A review of participants requiring early intervention resulted in "a high number of children exiting the scheme" in 2017, the agency said in its latest quarterly report.

But the committee heard on Tuesday that many of those children were still not getting crucial interventions prescribed by doctors, as delays in some cases stretched beyond treatment timeframes.

Gay Von Ess, who has worked with autistic children for decades, said children under six were missing out under the new scheme as educational and group programs lost funding.

'They are being set up to fail ... what happens to that child when they hit school?" she said.

Dougie Herd, co-chair of the reference group which advises the ACT government, said a lot of problems raised by participants and providers he had consulted seemed to come back to simple operational decisions that could be remedied.

Like almost all the 70 organisations and individuals who made submissions to the inquiry, Mr Herd said he believed in the scheme. He came to Canberra to help with its roll-out, in a previous life working for the agency, and praised the work of the NDIA so far as "heroic" considering the speed of the roll-out.

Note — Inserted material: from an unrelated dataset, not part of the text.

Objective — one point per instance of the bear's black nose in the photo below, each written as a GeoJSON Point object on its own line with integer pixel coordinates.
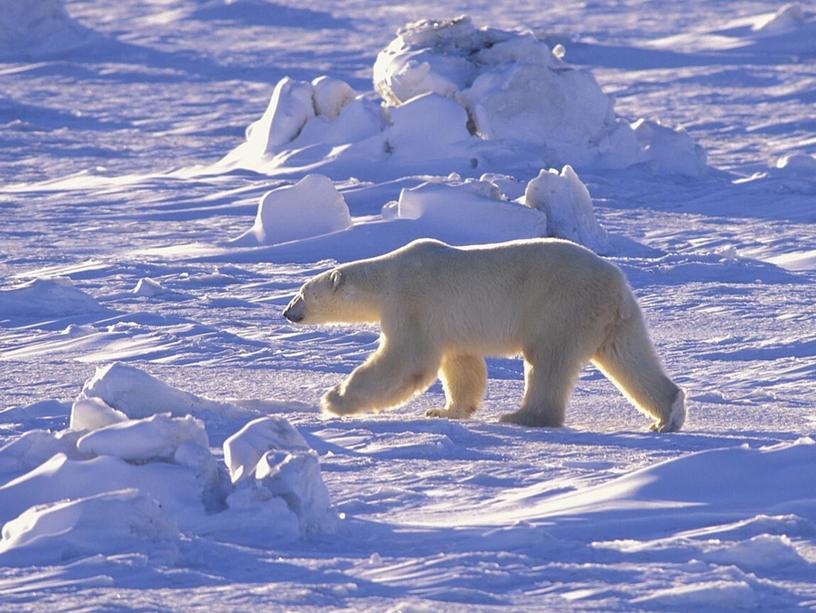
{"type": "Point", "coordinates": [293, 317]}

It was unreasonable to expect the agency to bring almost half a million people into the scheme nation-wide within just six years of operation when its staffing levels were also capped, he said.

But that did not mean people should be left in limbo for months on end or prevented from contacting their planner directly, rerouted instead endlessly through call centres, he said.

Mental Health Community Coalition ACT said, while some people's lives had changed for the better since the roll-out of the NDIS, "many others appear to have been left in a worse position", as the sector was brought under "enormous strain".

"For too long now, when issues are raised about the NDIS framework, the [legislation] is used by government and the NDIA as the reason it just has to be that way," its submission said.

A report by the Commonwealth Ombudsman released on Tuesday revealed a back-log of more than 8,000 people were still waiting to have their plan reviewed as of February. Some had been waiting more than nine months and the agency recieves about 620 new requests for review each week, the report said.

Commwealth Ombudsman Michael Manthorpe acknowledged the "considerable pressure" the NDIA was under to meet its targets but stressed this "must not be used as a reason to deprioritise or delay other work".

While the agency is currently piloting a new improved pathway program in Victoria, change was needed now to stop vulnerable people from falling through the cracks, the committee heard.

The agency was unable to respond to further requests for comment before deadline.